27

XRL: eXplainable Reinforcement Learning

 3 years ago
source link: https://towardsdatascience.com/xrl-explainable-reinforcement-learning-4cd065cdec9a?gi=992c5a26e686
Go to the source link to view the article. You can view the picture content, updated content and better typesetting reading experience. If the link is broken, please click the button below to view the snapshot at that time.

With AI technologies being deployed at scale as well as performing autonomously, it becomes imperative to instil the property of explainability in AI; which would result in the users trusting the AI technologies. A user will confidently use the technology if he/she can trust the technology, and in order for the technology to be trusted, it needs to be transparent. This transparency in AI can be achieved if a model is able to provide justifications with regards to its predictions and decision-making. Explainability is more crucial in the field of Reinforcement Learning where agents learn by itself without any human intervention.
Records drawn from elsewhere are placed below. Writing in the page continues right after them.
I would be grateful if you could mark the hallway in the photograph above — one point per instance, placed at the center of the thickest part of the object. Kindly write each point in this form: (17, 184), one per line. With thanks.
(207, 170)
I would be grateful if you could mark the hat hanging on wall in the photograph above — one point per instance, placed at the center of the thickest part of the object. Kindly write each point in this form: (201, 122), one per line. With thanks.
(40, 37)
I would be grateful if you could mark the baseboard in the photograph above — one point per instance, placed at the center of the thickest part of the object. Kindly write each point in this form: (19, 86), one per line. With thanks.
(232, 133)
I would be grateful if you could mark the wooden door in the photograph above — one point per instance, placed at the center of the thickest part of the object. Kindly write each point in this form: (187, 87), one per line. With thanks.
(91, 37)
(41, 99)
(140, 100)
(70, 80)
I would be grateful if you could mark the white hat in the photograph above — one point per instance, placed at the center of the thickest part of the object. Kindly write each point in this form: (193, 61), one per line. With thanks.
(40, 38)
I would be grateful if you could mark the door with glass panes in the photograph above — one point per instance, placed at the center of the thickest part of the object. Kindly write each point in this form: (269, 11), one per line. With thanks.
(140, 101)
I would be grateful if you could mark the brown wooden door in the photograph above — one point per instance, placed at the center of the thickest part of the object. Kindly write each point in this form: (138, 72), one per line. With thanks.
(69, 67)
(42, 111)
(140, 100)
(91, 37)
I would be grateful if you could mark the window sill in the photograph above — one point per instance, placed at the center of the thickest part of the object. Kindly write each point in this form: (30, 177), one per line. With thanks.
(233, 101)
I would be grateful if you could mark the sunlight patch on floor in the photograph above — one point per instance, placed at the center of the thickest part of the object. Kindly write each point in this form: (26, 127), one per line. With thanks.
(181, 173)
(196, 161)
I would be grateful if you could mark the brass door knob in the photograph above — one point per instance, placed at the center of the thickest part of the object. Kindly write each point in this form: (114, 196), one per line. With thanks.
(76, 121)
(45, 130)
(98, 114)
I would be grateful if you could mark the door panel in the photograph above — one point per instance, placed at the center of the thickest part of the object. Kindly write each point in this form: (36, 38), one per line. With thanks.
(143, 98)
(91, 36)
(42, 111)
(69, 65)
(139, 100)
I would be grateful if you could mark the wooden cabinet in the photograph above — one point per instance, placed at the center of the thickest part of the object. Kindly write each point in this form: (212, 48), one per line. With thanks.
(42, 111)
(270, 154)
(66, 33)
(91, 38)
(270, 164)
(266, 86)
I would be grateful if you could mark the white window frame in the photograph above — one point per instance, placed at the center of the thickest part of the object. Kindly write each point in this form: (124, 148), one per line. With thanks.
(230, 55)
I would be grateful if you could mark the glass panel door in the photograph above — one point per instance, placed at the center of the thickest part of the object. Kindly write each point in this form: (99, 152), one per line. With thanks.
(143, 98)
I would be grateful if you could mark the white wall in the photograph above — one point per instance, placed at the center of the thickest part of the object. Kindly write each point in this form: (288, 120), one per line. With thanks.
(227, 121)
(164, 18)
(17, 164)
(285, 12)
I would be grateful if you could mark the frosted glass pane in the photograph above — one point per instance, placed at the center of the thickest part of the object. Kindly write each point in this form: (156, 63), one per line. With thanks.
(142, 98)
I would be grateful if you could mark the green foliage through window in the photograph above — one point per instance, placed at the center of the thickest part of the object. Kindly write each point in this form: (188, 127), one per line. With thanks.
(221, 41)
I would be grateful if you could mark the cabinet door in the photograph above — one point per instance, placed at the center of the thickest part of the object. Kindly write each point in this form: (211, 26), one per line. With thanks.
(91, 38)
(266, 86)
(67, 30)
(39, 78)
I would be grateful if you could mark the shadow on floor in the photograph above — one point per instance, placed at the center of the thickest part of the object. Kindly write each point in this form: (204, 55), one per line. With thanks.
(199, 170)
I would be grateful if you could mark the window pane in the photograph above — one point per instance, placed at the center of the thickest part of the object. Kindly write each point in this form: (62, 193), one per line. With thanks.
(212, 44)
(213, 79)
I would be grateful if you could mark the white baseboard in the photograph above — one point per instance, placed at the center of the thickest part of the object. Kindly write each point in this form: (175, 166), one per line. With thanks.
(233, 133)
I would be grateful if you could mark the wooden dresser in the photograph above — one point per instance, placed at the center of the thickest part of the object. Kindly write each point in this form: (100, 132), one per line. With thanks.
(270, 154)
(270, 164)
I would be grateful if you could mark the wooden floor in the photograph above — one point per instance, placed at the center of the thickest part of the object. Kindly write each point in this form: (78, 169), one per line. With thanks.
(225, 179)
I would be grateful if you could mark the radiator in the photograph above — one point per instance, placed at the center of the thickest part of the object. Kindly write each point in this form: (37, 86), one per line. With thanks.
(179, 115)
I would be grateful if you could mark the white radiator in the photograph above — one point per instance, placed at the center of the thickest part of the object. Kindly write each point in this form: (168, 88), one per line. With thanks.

The objective of this article is to make the readers aware of the XRL techniques currently pursued by different research teams. An important thing to consider regarding XRL is that much of the work in the domain should be done keeping in mind the human side of the equation. As a result, in order to advance XRL (and XAI), an interdisciplinary approach should be undertaken to heed to the needs of a human user who has no particular domain expertise and is utilizing the AI technology. With respect to the article, it is assumed that the reader has an intermediate level of knowledge of Reinforcement learning theory as well as a basic understanding of eXplainable AI.

Moving forward, let us first categorize XRL techniques. Similar to XAI methodologies, XRL techniques can be classified into the following based on the scope and timing at which information is extracted from the XRL technique.

zia2Ejv.png!web

Fig 1. Categorization of XRL technique

Below are some of the potential XRL methodologies developed by research teams showing promising leads.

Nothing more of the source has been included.